Open Etn40ff opened 7 years ago
To compare matrices in the canonical form you can then just use hashes.
well, on the level of the graphs, the dig6 string is basically the (invertible) hash, though you might be right that an ordinary hash might be faster and also working. I will recheck...
Replying to @stumpc5:
@
Salvatore: canonical form is up to simultaneous row and column permutation, not up to row and column permutation! This canonical form in particular solves graph isomorphism (two graphs are isomorphic if and only if their canonical form adjacency matrices coincide, observe that a simultaneous row and column permutation is a relabelling of the vertices of the graph) and the later is implemented and highly optimized in sage.There is no chance to provide anything speedwise comparable directly on matrices without reimplementing the above algorithm, I did quite some tests when implementing it and the outcome was that graph canonical form is by far fastest available.
I think you misunderstood the algorithm I was suggesting: 3 would be applied to rows and columns of B simultaneously, not to the sorted vectors in 2.
In any case I think I was being stupid for other reasons: the algorithm proposed basically sorts vertices according to their in and out degrees (or actually some finer version of this where we keep track of how many arrows from distinct vertices are adjacent to each node). This is not enough information to distinguish any two quivers. The first example that comes to mind is a "figure 8 quiver" with one vertex of degree 4 (2 in and 2 out) and 4 vertices of degree 2 (1 in and 1 out). The algorithm I had in mind can't distinguish the case with a 3 cycle attached to a 5 cycle from the case of two 4 cycles glued together.
Sorry about the stupid remark.
Replying to @Etn40ff:
I think you misunderstood the algorithm I was suggesting: 3 would be applied to rows and columns of B simultaneously, not to the sorted vectors in 2.
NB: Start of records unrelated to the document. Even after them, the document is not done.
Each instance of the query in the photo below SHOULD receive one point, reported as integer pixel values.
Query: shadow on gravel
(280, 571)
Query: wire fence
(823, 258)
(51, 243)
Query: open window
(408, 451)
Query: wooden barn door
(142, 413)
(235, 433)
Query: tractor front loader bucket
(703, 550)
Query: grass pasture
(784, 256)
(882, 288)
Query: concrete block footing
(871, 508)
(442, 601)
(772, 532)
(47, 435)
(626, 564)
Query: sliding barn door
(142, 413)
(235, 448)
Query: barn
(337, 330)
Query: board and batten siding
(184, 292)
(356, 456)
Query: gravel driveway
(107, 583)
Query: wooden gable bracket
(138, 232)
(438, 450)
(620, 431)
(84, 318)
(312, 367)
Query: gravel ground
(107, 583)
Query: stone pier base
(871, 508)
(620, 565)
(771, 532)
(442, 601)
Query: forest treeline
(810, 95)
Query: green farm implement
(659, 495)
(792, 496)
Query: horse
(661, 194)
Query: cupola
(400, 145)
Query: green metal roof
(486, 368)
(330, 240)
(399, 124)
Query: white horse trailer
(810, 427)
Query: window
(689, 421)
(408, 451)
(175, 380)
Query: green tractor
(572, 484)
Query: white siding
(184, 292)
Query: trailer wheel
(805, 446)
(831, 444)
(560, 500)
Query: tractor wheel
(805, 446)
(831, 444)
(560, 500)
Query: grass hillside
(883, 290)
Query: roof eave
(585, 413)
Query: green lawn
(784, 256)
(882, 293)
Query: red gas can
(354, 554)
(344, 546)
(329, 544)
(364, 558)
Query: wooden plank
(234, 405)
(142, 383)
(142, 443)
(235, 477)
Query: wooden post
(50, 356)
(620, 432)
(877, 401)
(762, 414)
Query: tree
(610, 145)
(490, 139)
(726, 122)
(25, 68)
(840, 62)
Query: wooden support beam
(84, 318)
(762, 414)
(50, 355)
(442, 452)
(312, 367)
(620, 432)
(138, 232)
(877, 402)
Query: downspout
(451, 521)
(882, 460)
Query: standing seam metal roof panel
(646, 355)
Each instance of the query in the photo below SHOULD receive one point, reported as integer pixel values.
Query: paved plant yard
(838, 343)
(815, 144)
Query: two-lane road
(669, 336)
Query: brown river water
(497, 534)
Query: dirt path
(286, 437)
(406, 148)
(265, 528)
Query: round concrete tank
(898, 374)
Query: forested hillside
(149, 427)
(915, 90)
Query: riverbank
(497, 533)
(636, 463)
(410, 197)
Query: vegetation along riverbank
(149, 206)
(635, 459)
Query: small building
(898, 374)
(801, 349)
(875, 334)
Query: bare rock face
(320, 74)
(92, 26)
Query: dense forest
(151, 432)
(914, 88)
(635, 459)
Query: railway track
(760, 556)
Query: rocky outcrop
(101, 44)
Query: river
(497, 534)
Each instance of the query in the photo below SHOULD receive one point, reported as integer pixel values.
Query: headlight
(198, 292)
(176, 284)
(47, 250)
Oh yes, I did, sorry. Anyway, highly optimized graph canonical form algorithms are hard to beat with an algorithm that in particular solves graph canonical form...
Stern but just :D
Since this is my day for random stupid ideas here is another. Can't we use CAIV to speed up the process? It is known that the exchange graph associated to any quiver with any choice of coefficients is a quotient of the exchange graph associated to the same quiver but with principal coefficients.
Can we just pretend we always have principal coefficients(by artificially adding them) and then perform mutations on the matrices only? Deciding if two seeds coincide is just a matter of comparing the associated lists of c-vectors (and this is fast). If we care about the up to equivalence case we can always check for graph isomorphisms in a second time.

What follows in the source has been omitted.